160 MPH while using Snapchat. Not recommended!

She then decided to push the limits of sanity and safe driving in her Mercedes Benz, activating the filter and driving as fast as she could to show off to her social media followers.

You can see where this is going. McGee promptly lost control of her car and smashed into a Mitsubishi Outlander, whose driver sustained permanent and severe brain injuries. A later accident reconstruction indicated that she was driving at 107 MPH at the time of the crash. She even posted a Snapchat selfie right after the incident.

The injured driver’s lawyers are now suing Snapchat and McGee for negligence. Snapchat is named because the attorneys will argue that including the speed filter in their app encourages reckless stunts like this one. Of course, Snapchat is also an attractive “deep pocket” from a legal strategy standpoint. In the end, all civil cases are about money, and this one is no different.

As society confronts more instances like this one, the authorities are adapting. That brings us to the Textalyzer. Similar to the way that the police test for DUI with a breathalyzer, New York legislators have proposed a device that would tap into the phones of drivers involved in a car accident and check for recent activity. Much like a breath test during a DUI stop, refusing to produce your cellphone could lead to a license suspension.

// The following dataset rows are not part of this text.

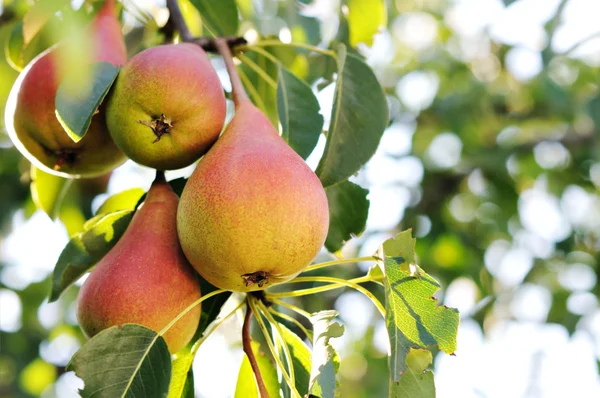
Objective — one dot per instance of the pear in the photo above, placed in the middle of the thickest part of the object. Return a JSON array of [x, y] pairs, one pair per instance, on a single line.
[[145, 278], [253, 214], [30, 113], [167, 107]]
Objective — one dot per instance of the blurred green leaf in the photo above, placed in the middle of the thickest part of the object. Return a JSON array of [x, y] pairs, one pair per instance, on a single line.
[[75, 107], [298, 111], [325, 360], [48, 191], [348, 211], [359, 117], [246, 382], [413, 318], [220, 17], [417, 381], [123, 361], [301, 360], [126, 200], [86, 249], [365, 19]]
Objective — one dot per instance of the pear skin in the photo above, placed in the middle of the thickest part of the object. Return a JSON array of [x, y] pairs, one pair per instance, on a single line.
[[30, 113], [145, 278], [253, 213], [167, 107]]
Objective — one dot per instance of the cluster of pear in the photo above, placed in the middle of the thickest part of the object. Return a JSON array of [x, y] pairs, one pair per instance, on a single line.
[[252, 214]]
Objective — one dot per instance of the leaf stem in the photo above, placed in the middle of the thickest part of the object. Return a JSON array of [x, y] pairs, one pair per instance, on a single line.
[[247, 344], [265, 332], [237, 88], [262, 52], [293, 320], [335, 283], [178, 20], [292, 307], [277, 43], [259, 71], [188, 309], [279, 333], [341, 261], [214, 327]]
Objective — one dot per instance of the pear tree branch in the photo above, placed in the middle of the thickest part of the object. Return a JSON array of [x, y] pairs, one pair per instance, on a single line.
[[247, 345]]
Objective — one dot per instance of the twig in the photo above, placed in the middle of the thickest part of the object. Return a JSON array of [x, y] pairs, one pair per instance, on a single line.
[[237, 88], [247, 344]]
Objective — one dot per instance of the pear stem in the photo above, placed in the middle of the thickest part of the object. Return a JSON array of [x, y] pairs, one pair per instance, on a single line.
[[247, 344], [237, 88], [178, 20]]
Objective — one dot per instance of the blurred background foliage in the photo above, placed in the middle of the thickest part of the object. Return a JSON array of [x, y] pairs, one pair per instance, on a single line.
[[491, 157]]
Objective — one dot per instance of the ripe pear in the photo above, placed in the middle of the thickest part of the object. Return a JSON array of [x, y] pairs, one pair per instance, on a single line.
[[145, 278], [30, 113], [253, 213], [167, 107]]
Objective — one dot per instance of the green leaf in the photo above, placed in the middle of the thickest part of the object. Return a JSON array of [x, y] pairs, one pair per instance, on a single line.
[[417, 381], [365, 19], [413, 318], [348, 211], [86, 249], [13, 47], [325, 361], [123, 361], [301, 361], [246, 383], [183, 376], [220, 17], [48, 191], [75, 110], [126, 200], [298, 110], [358, 118]]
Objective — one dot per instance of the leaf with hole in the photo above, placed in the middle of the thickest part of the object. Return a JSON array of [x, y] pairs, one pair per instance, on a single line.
[[298, 111], [75, 107], [413, 318]]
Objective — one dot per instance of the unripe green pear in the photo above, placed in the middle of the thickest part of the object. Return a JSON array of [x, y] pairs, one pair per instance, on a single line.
[[145, 278], [167, 107], [30, 112], [253, 213]]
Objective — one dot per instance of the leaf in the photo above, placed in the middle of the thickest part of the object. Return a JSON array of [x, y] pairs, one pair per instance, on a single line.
[[38, 15], [123, 361], [183, 376], [210, 308], [301, 361], [75, 110], [126, 200], [417, 381], [48, 191], [87, 248], [413, 318], [359, 117], [246, 383], [298, 111], [365, 19], [325, 361], [13, 47], [220, 17], [348, 211]]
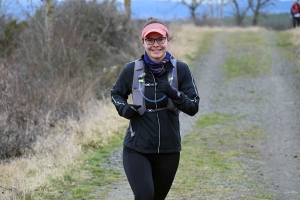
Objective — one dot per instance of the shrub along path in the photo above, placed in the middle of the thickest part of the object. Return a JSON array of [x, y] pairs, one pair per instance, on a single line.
[[244, 142]]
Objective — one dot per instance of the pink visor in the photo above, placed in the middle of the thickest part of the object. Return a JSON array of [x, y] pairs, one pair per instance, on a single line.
[[155, 27]]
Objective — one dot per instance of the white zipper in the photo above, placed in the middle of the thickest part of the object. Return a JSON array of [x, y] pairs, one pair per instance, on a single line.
[[156, 113]]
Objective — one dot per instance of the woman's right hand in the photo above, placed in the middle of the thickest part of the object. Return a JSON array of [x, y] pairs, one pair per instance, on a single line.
[[130, 110]]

Given that even heavy hitters like the FBI have trouble breaking the encryption of modern phones, and given the fact that such a test might not even be accurate, it remains to be seen whether this idea will gain traction. For now, the safest bet is to remember that you are probably too old for Snapchat (I am 30 and I’m embarrassed at how hard it is to figure it out!) just set your phone aside and enjoy the road the old fashioned way, with some nice music on the good old FM radio.